The fact that it goes to blogger.com tells me it’s a blog, the top level domain this will lead me to if I click. That’s what I needed to know, I do NOT need to know that it goes to slappy.blogger.com.
You are scope creeping the feature far beyond what was intended and I strongly disagree. I believe the simple heuristic I described:
grab the rightmost period and word chars next to it
if it is too short (7 chars or less), grab the next leftward period and word too
… not a regex but an if-then … will be good enough, and more analogous to what was already there versus hidden scope creeping this up to perfect.
You are missing my bigger point, you are suggesting a very aggressive regex, if we want to cut corners and do a shortcut here, then fine.
I am fine with a shortcut that culls domains to three parts [part 1].[part 2].[part 3]
I prefer to err on the side of caution here which is particularly good for international domain and always take last 3 parts.

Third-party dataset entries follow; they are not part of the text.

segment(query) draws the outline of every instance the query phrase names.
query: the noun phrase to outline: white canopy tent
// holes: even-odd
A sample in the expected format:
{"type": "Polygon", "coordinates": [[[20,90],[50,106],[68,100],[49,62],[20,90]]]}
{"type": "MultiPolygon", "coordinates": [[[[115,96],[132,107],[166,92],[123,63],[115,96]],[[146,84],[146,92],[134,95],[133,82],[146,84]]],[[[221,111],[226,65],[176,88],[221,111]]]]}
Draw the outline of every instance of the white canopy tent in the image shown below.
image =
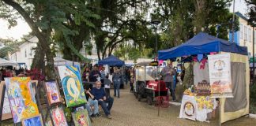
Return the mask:
{"type": "Polygon", "coordinates": [[[59,57],[55,57],[54,61],[55,61],[55,66],[73,65],[80,66],[79,62],[66,60],[59,57]]]}
{"type": "Polygon", "coordinates": [[[10,61],[3,58],[0,58],[0,66],[6,66],[6,65],[19,65],[19,64],[14,61],[10,61]]]}

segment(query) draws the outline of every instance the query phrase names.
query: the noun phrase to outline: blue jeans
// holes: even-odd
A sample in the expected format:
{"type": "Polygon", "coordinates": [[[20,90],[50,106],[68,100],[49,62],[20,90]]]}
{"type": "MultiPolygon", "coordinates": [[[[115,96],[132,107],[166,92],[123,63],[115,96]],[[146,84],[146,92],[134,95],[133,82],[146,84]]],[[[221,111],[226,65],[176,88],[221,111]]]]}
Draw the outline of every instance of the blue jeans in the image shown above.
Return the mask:
{"type": "Polygon", "coordinates": [[[120,97],[120,83],[114,83],[114,96],[116,96],[116,92],[117,92],[117,96],[120,97]]]}
{"type": "Polygon", "coordinates": [[[110,115],[110,110],[112,108],[113,106],[113,102],[114,102],[114,98],[109,97],[108,98],[107,98],[105,101],[99,101],[99,105],[101,106],[102,109],[104,111],[105,115],[108,116],[110,115]],[[107,104],[108,103],[108,106],[107,106],[107,104]]]}
{"type": "Polygon", "coordinates": [[[174,90],[173,82],[165,82],[166,87],[170,89],[171,95],[172,96],[172,100],[175,100],[175,91],[174,90]]]}
{"type": "Polygon", "coordinates": [[[92,100],[92,98],[88,98],[87,101],[87,103],[85,104],[85,107],[86,107],[86,109],[87,109],[89,116],[91,116],[92,113],[93,114],[99,113],[98,100],[92,100]],[[94,106],[93,112],[91,109],[91,106],[94,106]]]}

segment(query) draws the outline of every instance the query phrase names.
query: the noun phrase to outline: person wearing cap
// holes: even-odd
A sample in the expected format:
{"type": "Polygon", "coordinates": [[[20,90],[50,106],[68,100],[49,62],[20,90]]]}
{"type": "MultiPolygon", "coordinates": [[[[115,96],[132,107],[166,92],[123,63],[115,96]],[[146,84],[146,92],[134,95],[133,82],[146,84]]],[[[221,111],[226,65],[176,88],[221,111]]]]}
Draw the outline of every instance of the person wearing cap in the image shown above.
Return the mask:
{"type": "Polygon", "coordinates": [[[168,60],[167,64],[168,65],[162,69],[161,75],[164,78],[166,87],[170,90],[172,100],[175,101],[176,99],[173,87],[173,76],[175,75],[175,69],[172,68],[172,61],[171,60],[168,60]]]}
{"type": "Polygon", "coordinates": [[[98,100],[95,99],[94,95],[90,92],[92,88],[92,85],[85,85],[85,92],[87,100],[85,107],[91,117],[101,117],[99,113],[98,100]]]}

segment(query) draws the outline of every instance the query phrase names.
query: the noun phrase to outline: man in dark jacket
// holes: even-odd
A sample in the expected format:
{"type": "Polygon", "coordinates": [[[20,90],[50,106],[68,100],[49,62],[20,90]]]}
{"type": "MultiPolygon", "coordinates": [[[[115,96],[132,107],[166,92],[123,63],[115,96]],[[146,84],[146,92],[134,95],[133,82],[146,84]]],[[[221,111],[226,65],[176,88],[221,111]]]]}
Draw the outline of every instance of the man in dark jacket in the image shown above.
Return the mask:
{"type": "Polygon", "coordinates": [[[104,109],[107,117],[111,119],[112,117],[110,110],[112,108],[114,99],[111,97],[107,98],[105,91],[101,87],[100,81],[96,81],[95,83],[96,87],[92,88],[92,94],[94,96],[94,98],[98,100],[98,103],[101,106],[101,108],[104,109]],[[108,103],[108,106],[107,106],[107,103],[108,103]]]}
{"type": "Polygon", "coordinates": [[[91,82],[96,82],[97,77],[99,76],[100,77],[100,72],[98,70],[98,68],[96,66],[94,66],[92,71],[90,72],[89,80],[91,82]]]}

This adds more text but is a lot less edge casey with international domains. … yes this sucks for mobile.nytimes.com but is good for d.co.il, abc.net.au and lots of other short internationals.
You are suggesting aggressively culling out [part 1], which works fine for .com and .org domains and a lot less friendly to co.uk and .com.au domains and so on.
EDIT
Just reread the algorithm suggested, always fill up a buffer to a minimum of 7 chars picking up to 3 segments may work.
Note that just displaying amakusa.kumamoto.jp or kumamoto.jp is incorrect here because it is as good as displaying com.au where we don’t provide any indication of where the site is going.
Assuming we determine that 7 chars is a good length, the heuristic algorithm will only produce kumamoto.jp which is not what we want. Just to get this case right, the length that we use will have to be 17 chars excluding the periods and we have to start considering the number of periods in the domain. If we bump the number of chars too much, we’ll end up displaying the full domain like community.seqta.com.au which brings us back to square one.